Suas histórias não faziam sentido e seu rosto parecia diferente quando ele
mentia.
"Acontece
que tenho excelente memória quando se trata de conversas", ela conta.
"Ele não sabia mentir bem. Não sei como a esposa dele nunca o
desmascarou."
Diversas
formas de punição surgiam na mente de Victoria, até que ela se decidiu por uma
delas. Levaria algum tempo e ela precisaria agir como se não soubesse de nada.
Foi
assim que, por vários meses, Victoria continuou a vê-lo, mas enviava fotos do
seu namorado nu para a esposa dele.
Perturbado,
ele procurou Victoria, se perguntando quem poderia estar enviando essas fotos.
Sua esposa estava arrasada.
Ele
confessou a Victoria que, de fato, estava dormindo com outras mulheres. E não
suspeitou que era Victoria quem estava enviando as fotos.
Quando
Victoria se cansou de tudo e quis terminar o relacionamento, ela enviou à
esposa do namorado uma coleção final de fotografias.
Na
última imagem, a própria Victoria aparecia junto ao homem. Com essa revelação
explosiva, Victoria saiu da vida deles para sempre.
Quando
Victoria contava esta história para as pessoas, sua petulância as espantava.
"Elas
me perguntavam 'por que você fez isso com a esposa dele? O que a esposa dele
fez para merecer isso? O que ela fez para magoar você?'", ela conta.

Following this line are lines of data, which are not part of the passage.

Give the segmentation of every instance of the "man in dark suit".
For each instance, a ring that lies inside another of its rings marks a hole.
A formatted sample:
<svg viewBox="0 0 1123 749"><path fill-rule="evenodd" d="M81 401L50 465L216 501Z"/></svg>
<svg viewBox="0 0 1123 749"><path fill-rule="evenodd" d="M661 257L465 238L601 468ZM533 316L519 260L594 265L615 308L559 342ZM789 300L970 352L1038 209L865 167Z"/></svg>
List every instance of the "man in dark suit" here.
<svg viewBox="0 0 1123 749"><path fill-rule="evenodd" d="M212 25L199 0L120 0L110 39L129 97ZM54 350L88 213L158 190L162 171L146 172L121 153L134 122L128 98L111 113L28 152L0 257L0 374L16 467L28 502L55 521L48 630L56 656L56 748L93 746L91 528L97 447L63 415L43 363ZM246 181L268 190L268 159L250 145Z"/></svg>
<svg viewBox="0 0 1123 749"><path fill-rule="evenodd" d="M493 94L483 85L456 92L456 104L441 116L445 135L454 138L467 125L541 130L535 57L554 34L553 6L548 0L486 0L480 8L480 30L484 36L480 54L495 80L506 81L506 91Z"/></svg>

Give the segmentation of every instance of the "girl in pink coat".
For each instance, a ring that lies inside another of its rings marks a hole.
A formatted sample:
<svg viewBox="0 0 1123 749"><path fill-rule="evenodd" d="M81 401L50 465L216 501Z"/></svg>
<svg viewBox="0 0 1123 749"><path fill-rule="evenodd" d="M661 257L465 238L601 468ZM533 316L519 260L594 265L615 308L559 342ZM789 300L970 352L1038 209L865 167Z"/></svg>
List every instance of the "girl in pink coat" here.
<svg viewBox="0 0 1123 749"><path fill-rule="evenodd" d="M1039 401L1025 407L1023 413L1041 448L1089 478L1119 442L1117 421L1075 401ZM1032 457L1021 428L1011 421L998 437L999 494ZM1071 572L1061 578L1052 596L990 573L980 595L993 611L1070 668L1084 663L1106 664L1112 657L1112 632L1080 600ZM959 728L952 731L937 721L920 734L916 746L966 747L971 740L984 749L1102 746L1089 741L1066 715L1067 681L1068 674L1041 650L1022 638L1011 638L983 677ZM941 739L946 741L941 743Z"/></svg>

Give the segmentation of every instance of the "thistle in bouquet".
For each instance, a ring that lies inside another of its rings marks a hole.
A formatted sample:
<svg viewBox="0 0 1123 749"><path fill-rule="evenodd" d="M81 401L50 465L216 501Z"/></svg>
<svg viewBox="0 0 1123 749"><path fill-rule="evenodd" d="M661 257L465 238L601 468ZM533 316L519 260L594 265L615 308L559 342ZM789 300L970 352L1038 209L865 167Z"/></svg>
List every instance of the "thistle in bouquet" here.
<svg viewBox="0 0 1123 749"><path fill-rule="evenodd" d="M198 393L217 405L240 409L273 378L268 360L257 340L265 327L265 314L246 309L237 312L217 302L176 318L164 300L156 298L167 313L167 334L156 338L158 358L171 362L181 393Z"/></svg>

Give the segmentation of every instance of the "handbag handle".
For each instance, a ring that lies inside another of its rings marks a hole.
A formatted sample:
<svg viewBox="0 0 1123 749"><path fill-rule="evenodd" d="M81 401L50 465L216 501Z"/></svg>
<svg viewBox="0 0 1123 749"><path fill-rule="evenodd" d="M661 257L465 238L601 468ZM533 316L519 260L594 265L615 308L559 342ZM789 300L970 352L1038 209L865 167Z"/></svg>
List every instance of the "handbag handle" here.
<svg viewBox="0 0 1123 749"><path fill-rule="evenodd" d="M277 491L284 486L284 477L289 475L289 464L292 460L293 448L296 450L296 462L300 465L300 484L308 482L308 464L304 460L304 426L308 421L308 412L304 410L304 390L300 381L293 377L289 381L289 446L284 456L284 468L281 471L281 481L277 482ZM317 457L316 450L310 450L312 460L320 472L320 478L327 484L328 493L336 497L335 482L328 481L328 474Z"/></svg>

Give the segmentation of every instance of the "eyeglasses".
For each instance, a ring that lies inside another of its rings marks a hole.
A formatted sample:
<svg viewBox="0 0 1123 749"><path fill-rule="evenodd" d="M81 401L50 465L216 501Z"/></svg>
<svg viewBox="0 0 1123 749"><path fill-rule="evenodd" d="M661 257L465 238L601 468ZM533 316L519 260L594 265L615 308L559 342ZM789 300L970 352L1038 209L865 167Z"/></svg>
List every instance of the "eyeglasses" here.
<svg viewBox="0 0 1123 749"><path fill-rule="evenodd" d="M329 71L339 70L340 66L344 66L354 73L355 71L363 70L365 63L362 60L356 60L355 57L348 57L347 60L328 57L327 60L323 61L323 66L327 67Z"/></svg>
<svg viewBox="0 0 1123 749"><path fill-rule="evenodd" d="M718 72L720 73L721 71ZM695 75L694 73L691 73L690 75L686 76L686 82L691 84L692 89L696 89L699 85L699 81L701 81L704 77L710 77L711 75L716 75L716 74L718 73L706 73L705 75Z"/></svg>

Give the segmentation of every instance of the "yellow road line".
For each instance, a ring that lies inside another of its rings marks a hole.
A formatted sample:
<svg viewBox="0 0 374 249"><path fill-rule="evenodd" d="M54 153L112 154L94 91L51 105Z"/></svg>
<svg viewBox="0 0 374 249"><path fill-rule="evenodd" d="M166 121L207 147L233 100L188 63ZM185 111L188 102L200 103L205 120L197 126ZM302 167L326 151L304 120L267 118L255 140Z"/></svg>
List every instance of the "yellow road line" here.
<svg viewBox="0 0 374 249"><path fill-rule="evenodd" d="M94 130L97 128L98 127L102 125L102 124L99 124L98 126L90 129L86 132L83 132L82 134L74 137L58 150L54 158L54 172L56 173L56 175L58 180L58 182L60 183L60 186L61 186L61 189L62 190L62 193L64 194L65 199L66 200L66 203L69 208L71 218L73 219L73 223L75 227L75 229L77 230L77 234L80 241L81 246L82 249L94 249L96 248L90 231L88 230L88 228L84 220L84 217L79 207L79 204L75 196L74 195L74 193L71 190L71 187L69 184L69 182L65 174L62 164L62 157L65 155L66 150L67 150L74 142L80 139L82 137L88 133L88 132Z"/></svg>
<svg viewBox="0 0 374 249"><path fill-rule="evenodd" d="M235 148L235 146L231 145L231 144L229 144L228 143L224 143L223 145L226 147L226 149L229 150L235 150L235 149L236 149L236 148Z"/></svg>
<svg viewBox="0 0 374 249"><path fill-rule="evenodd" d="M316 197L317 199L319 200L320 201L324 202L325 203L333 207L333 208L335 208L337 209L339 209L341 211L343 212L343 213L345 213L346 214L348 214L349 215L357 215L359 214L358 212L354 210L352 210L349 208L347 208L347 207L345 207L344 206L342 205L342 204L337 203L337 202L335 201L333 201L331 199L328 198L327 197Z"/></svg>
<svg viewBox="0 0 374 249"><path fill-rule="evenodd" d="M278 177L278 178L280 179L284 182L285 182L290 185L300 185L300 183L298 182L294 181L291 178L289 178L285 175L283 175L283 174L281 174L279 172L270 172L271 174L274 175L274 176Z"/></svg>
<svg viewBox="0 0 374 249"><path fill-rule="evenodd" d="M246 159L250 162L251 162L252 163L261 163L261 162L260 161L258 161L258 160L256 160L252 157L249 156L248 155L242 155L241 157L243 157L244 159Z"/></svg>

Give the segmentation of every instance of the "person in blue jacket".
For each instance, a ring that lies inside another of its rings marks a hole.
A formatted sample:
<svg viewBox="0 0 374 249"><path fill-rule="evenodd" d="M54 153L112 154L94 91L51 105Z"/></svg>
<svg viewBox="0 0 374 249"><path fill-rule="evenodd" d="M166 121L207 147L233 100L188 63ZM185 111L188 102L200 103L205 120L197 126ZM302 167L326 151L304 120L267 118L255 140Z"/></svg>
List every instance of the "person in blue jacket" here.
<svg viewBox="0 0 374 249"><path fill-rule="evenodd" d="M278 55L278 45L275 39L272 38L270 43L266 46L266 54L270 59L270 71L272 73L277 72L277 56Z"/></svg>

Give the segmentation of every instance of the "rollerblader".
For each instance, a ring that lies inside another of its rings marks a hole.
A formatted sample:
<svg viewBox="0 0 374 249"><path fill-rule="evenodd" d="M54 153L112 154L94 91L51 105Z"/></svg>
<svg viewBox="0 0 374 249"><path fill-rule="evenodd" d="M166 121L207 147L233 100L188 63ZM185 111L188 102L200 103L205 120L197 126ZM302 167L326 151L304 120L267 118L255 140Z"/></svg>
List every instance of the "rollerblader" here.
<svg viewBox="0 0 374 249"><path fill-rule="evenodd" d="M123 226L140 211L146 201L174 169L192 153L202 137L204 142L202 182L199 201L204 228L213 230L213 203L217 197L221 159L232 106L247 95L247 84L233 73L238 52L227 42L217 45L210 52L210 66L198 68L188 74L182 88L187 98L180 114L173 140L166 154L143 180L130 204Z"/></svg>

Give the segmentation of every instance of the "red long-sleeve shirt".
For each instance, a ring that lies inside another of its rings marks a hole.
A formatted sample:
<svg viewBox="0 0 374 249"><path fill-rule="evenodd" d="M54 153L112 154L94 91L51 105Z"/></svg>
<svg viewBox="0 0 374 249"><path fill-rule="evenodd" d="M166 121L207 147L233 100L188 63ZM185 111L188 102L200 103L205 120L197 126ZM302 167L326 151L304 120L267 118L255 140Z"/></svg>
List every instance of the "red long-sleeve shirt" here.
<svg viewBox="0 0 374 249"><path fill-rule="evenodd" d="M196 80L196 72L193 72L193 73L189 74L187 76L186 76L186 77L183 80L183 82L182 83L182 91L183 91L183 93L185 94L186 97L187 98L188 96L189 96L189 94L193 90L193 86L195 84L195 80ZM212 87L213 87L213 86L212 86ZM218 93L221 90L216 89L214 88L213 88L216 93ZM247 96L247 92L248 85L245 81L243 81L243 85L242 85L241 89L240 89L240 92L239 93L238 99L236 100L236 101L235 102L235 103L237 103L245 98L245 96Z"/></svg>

"E eu pensava, 'bem, a vida é injusta'."
"Acho
que este é um bom exemplo de uma característica psicopata extrema que eu
costumava ter. Indiferença."
A
psicopatia condena e fascina muitas pessoas, mas um estigma profundamente
arraigado indica que o distúrbio ainda é mal compreendido — especialmente
quando afeta as mulheres.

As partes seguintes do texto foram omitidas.